Ne resterait-il que « la dernière option sur la table », c’est-à-dire celle de la force ? Les médiateurs de la Cédéao conduits par l’ancien président nigérian Abdulsalami Abubakar ont dû , en effet, rebrousser chemin, empêchés de voir le général putschiste Tiani et le président renversé Bazoum. Le délai expire dimanche et les militaires, qui se sont emparés du pouvoir, ne cessent de faire monter la tension, s’affirmant même prêts à une « riposte immédiate » à « toute agression ».
On n’en n’est pas encore là et les tractations plus ou moins secrètes vont continuer. Moscou, Alger et Washington et autres capitales conseillent aux putschistes d’éviter le pire. En attendant dimanche et, soutenus principalement à Niamey par le M62 -62, en référence à 1962, année de l’indépendance- activée par la Russie et ses usines à trolls, le général Tiani et les siens tentent de rejeter toute responsabilité sur la France incapable de vaincre les djihadistes.
Certes, la France est en échec. Les soldats de Serval, puis de Barkhane, n’ont pu, malgré de réels succès, stopper la progression des terroristes au Mali et dans le Sahel. La France a trop soutenu des gouvernements pas vraiment appréciés des populations, a parlé de démocratie tout en s’accommodant des péripéties de la succession tchadienne ou des manquements de dirigeants « amis », a tardé à prendre en compte l’influence des réseaux sociaux et de la propagande russe auprès de la jeunesse africaine. Paris a ainsi perdu de son crédit et sa présence militaire a été plus ou moins perçue comme une occupation ou, comme inutile car peu efficace.

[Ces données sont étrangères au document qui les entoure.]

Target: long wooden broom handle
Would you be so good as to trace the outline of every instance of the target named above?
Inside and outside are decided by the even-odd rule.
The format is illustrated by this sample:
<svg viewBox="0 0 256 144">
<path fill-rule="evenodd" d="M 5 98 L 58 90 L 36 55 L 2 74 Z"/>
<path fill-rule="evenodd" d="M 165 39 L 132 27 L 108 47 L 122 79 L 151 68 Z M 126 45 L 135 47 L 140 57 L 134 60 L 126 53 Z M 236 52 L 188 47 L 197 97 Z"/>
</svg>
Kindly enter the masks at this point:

Cependant, il est faux de prétendre que la France perd aujourd’hui le Niger car ses militaires y sont venus après un vote des députés nigériens et non à la seule demande d’un président. On ne peut perdre que ce que l’on possède.
Si Paris doit se poser des questions sur ses rapports avec l’Afrique et son avenir sur ce continent, le Niger n’est pas une affaire française mais africaine. Déjà touchée par les coups d’Etat au Mali, au Burkina Faso et en Guinée, la Cédéao joue sa crédibilité. Elle est trop engagée pour céder dimanche aux putschistes. Mais l’usage de la force serait une solution détestable et lourde de conséquences, une victoire des djihadistes. Et tout cela parce qu’un général ne voulait pas être mis à la retraite ! D’ailleurs, si des soldats de la FAC, Force d’attente de la Cédéao, appuyés par l’aviation, intervenaient à Niamey, l’armée nigérienne soutiendrait-elle les putschistes ? Pas sûr… Rien n’est donc encore écrit. Sauf que la vraie crise, et pas seulement au Niger ou au Sahel, est celle de la démocratie en Afrique, de la gouvernance, de la participation de la jeunesse à la vie politique trop souvent confisquée par des groupes, des clans. Des systèmes de pouvoir à changer…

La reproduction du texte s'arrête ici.